Isn’t expositional preaching too monological and one-sided? Don’t people better learn through dialogue?

  • Some people resent expositional preaching’s monological mode. One man stands up for many minutes and preaches while everyone else listens. Isn’t this unfair or even oppressive? What about conversation?
  • Certainly, there should be plenty of venues in the life of the church for conversation, whether through inductive Bible studies, follow-up sermon studies in small groups, or other contexts. 
  • But the monological mode of expositional preaching is very important for at least three reasons. It teaches us that:
  1. God is God, we are not. God does graciously listen to the pleas of his people (e.g. Gen. 18:23ff), but God also requires his people to draw near him and listen, not speak (see Eccl. 5:1-2).
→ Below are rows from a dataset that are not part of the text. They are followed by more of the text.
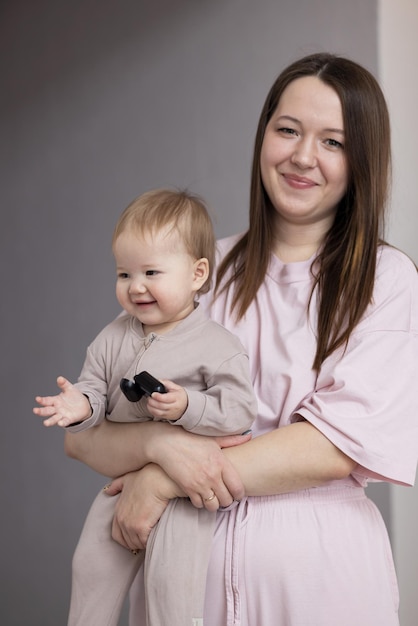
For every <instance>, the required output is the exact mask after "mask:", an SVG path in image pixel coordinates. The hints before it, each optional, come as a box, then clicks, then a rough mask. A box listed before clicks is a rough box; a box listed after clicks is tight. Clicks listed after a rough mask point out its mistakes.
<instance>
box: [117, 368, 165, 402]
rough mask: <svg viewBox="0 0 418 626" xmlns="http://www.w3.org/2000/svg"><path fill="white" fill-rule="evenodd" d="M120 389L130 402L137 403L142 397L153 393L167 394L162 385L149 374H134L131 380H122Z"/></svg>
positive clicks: (163, 387) (147, 395)
mask: <svg viewBox="0 0 418 626" xmlns="http://www.w3.org/2000/svg"><path fill="white" fill-rule="evenodd" d="M120 388H121V389H122V391H123V393H124V395H125V397H126V398H127V399H128V400H129V401H130V402H138V400H140V399H141V398H142V397H143V396H150V395H151V394H153V393H154V391H158V393H167V390H166V388H165V387H164V385H163V383H161V382H160V381H159V380H157V379H156V378H154V376H151V374H148V372H140V373H139V374H136V376H134V379H133V380H128V379H127V378H122V380H121V381H120Z"/></svg>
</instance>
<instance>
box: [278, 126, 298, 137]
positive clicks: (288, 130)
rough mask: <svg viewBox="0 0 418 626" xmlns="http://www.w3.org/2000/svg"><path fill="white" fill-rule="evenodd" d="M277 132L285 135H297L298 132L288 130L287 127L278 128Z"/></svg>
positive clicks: (290, 128) (293, 130)
mask: <svg viewBox="0 0 418 626" xmlns="http://www.w3.org/2000/svg"><path fill="white" fill-rule="evenodd" d="M277 132H279V133H283V135H296V131H295V130H294V129H293V128H287V127H285V126H283V127H280V128H278V129H277Z"/></svg>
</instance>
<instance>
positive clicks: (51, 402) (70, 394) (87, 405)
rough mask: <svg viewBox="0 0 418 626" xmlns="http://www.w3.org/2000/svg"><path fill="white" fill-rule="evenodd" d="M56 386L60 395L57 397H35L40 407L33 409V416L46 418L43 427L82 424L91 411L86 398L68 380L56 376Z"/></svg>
mask: <svg viewBox="0 0 418 626" xmlns="http://www.w3.org/2000/svg"><path fill="white" fill-rule="evenodd" d="M57 385H58V387H59V388H60V389H61V393H60V394H58V395H57V396H36V398H35V400H36V402H37V403H38V404H40V405H41V406H40V407H35V408H34V409H33V412H34V413H35V415H40V416H41V417H46V418H47V419H45V420H44V425H45V426H55V425H57V426H62V427H63V428H65V427H66V426H69V425H70V424H76V423H77V422H83V421H84V420H86V419H87V418H89V417H90V415H91V413H92V409H91V406H90V402H89V400H88V398H87V397H86V396H85V395H84V394H83V393H81V391H79V390H78V389H77V388H76V387H75V386H74V385H72V384H71V383H70V381H69V380H67V379H66V378H64V377H63V376H58V378H57Z"/></svg>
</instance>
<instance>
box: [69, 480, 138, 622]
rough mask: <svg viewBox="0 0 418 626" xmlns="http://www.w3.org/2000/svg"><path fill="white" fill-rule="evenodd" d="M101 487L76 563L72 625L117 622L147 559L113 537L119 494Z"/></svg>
mask: <svg viewBox="0 0 418 626" xmlns="http://www.w3.org/2000/svg"><path fill="white" fill-rule="evenodd" d="M117 497H118V496H113V497H110V496H107V495H106V494H105V493H104V492H103V491H101V492H100V493H99V494H98V496H97V497H96V499H95V500H94V502H93V504H92V506H91V508H90V511H89V513H88V516H87V519H86V521H85V523H84V527H83V530H82V533H81V536H80V539H79V542H78V545H77V548H76V550H75V553H74V557H73V564H72V589H71V606H70V614H69V618H68V626H117V624H118V619H119V616H120V612H121V610H122V606H123V603H124V600H125V598H126V596H127V593H128V591H129V588H130V586H131V583H132V581H133V579H134V578H135V575H136V573H137V571H138V569H139V567H140V566H141V564H142V563H143V561H144V551H142V550H141V551H139V552H138V554H137V555H134V554H132V552H131V551H130V550H127V549H126V548H123V547H122V546H121V545H119V544H118V543H116V541H113V539H112V536H111V529H112V520H113V515H114V512H115V504H116V498H117Z"/></svg>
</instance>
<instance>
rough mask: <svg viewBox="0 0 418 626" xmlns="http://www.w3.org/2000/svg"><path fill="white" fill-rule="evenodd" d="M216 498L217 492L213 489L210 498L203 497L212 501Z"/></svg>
mask: <svg viewBox="0 0 418 626" xmlns="http://www.w3.org/2000/svg"><path fill="white" fill-rule="evenodd" d="M215 498H216V493H215V492H214V491H213V490H212V495H211V496H209V498H203V502H210V501H211V500H214V499H215Z"/></svg>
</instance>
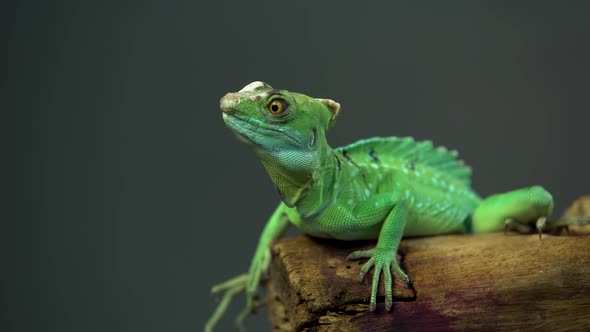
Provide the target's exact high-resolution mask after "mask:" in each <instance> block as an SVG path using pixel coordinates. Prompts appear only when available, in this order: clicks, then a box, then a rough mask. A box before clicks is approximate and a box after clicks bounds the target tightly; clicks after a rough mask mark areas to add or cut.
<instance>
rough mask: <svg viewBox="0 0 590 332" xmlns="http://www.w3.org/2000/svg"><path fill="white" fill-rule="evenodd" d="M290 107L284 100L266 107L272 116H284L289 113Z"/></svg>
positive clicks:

And a faithful preacher preaches not for the congregation to hear his opinions and ideas, but God’s.
  2. The words of life and salvation come from God, not the “perspectives” or “opinions” of people (Prov. 4:10; John 6:63, 68; 2 Tim. 3:16-17). Throughout Scripture, God acts through his Word. His Word alone creates and recreates (Gen. 1:3; Ps. 33:6; 2 Cor. 4:5-6). Paul therefore writes that “faith comes from hearing, and hearing through the word of Christ” (Rom. 10:17). Peter says that we have been born again “through…the living and abiding word of God” (1 Pet. 1:23).
  3. Sinners like us need a direct, gracious address from God. We contribute nothing to our salvation. God does it all. And in preaching, the hearers contribute nothing to the sermon itself—their job is to sit under the Word, to give heed to the Word, and to allow themselves to be transformed by the Word. Expositional preaching is thus an apt picture of God’s sovereign, unilateral work of salvation.

So expositional preaching both represents God’s saving work, and is one of the chief means by which he accomplishes his saving work. Itshould be monological and one-sided, because it is by means of that very one-sidedness that God saves sinners.